Monsieur le président, monsieur le secrétaire d’État, monsieur le président de la commission, monsieur le rapporteur – cher Laurent Grandguillaume –, mes chers collègues, la proposition de loi consacrée au transport public particulier de personnes que nous examinons aujourd’hui à l’initiative de notre collègue Laurent Grandguillaume, dont je salue ici la qualité du travail, pourrait nourrir de longs développements philosophiques sur le sens de la réforme et du réformisme dans le monde qui est le nôtre.
D’ailleurs, les incessants soubresauts qu’ont connus depuis plus de dix ans le secteur des taxis et, plus généralement, celui du transport public de particuliers ont déjà laissé à la postérité un néologisme, l’« ubérisation », qui est très vite devenu la marque d’une époque bousculée sans ménagements par la formidable créativité de ce que l’on appelle la révolution numérique. Si l’ubérisation désigne très précisément l’émergence planétaire extraordinairement rapide d’une application numérique qui a bouleversé le transport de particuliers, en même temps qu’elle a menacé de disparition le modèle économique traditionnel des taxis en déréglant du jour au lendemain, l’accès à la profession de chauffeur, elle renvoie aussi à un déclassement extraordinairement rapide et difficilement contrôlable de règles du jeu et de modes opératoires familiers et établis de longue date. L’ubérisation désigne désormais par extension, bien au-delà du secteur du transport, le déferlement des technologies numériques dans tous les registres et tous les secteurs non seulement de l’économie, mais aussi de la vie sociale, voire, nous en savons nous-mêmes quelque chose avec les réseaux sociaux, de la vie politique.
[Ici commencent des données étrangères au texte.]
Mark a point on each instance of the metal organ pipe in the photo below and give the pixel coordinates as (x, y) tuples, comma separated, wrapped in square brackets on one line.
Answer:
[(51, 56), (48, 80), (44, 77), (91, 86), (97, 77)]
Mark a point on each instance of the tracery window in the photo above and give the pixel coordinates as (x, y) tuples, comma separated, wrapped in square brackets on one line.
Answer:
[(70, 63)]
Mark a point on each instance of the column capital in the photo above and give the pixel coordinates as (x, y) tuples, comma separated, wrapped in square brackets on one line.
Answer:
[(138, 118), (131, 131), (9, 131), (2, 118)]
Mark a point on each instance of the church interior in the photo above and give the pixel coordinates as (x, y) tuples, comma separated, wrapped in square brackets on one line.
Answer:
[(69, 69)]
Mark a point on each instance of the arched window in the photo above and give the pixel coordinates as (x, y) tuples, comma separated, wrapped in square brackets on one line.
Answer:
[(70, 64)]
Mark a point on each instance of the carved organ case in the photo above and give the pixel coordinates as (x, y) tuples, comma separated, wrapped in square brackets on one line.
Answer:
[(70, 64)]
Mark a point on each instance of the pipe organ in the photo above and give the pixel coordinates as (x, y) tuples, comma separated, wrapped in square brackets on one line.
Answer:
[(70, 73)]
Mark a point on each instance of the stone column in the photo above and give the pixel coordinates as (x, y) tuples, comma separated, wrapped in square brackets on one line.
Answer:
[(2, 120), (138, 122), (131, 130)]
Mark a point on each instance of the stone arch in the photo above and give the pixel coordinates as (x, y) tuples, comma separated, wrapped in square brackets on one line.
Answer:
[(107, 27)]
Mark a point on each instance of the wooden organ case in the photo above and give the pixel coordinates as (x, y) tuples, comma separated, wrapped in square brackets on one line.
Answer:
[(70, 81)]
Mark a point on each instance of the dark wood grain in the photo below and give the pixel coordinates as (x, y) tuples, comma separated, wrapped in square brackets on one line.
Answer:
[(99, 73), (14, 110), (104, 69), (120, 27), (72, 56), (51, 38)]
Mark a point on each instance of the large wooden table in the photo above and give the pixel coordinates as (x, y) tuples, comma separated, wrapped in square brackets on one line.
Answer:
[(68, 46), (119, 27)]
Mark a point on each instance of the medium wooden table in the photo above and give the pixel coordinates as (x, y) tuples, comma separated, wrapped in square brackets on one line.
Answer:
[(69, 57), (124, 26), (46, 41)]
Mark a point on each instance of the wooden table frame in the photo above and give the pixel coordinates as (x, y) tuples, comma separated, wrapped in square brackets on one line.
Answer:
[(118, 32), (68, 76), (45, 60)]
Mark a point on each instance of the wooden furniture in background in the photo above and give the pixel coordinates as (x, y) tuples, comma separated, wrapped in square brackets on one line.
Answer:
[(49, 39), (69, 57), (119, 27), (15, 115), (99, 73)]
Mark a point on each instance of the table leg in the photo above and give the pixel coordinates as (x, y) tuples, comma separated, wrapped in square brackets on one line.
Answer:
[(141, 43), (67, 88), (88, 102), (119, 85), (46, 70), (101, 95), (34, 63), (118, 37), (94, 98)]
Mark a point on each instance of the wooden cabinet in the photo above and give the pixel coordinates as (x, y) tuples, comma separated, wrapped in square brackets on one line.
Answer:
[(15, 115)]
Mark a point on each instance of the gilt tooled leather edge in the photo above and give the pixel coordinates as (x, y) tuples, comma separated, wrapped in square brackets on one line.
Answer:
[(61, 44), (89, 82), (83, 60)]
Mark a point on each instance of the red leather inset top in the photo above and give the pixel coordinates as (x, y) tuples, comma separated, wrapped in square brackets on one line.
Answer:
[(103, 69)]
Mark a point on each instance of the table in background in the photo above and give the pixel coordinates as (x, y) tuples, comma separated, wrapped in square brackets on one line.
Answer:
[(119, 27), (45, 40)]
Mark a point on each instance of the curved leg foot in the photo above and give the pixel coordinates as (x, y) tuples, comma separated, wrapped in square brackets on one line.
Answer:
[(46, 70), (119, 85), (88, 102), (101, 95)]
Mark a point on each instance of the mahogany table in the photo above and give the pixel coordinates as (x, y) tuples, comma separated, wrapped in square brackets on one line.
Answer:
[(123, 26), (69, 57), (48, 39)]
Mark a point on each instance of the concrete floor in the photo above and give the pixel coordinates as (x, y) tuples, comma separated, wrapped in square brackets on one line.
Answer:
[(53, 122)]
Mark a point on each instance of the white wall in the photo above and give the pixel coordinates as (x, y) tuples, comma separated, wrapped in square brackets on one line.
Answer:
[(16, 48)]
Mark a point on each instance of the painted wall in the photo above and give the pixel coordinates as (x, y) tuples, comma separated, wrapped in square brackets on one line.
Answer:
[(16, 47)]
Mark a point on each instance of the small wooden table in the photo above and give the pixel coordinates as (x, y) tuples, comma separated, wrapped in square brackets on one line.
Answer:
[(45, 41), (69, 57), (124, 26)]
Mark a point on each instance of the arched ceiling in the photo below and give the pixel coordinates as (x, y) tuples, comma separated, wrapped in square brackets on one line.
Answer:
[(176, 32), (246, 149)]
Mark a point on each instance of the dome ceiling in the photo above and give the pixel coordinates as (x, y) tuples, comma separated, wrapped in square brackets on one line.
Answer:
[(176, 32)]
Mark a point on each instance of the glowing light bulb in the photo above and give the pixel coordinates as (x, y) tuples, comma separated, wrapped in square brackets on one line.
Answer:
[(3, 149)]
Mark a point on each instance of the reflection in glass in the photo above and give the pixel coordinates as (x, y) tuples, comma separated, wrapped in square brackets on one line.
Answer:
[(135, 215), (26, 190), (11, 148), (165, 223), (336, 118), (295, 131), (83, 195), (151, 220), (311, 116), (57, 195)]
Mais c’est probablement le secteur des taxis, bousculé à une
vitesse fulgurante par le déploiement mondial des applications « Uber », d’abord avec UberX – véhicules de transport avec chauffeurs –, puis de façon beaucoup plus contestable avec UberPop, sorte de vrai-faux covoiturage urbain à usage de taxi low-cost, qui restera la référence la plus édifiante du choc des technologies numériques dans nos économies du XXe siècle. Cet exemple nous enseigne, même si on le savait déjà depuis Gutenberg et même si Joseph Schumpeter, l’économiste autrichien, en a fourni la théorisation la plus complète et la plus prémonitoire, que l’on ne résiste pas au déploiement d’un progrès technologique majeur, et qu’il convient donc de s’y adapter et de s’efforcer d’en prévenir ou d’en compenser les conséquences sociales, et, si possible, d’en tirer le meilleur parti pour le bien-être collectif.
Le secteur des taxis peut ainsi nous inspirer une réflexion et un discours de la réforme. Face à une société en mouvements, exposée à des progrès techniques majeurs comme le déploiement mondial des technologies numériques, trois réactions sont possibles.
D’abord le conservatisme, qui consiste à refuser toute évolution au nom d’illusoires acquis d’une époque révolue. C’est précisément l’attitude adoptée par les taxis parisiens, depuis le début des années 2000.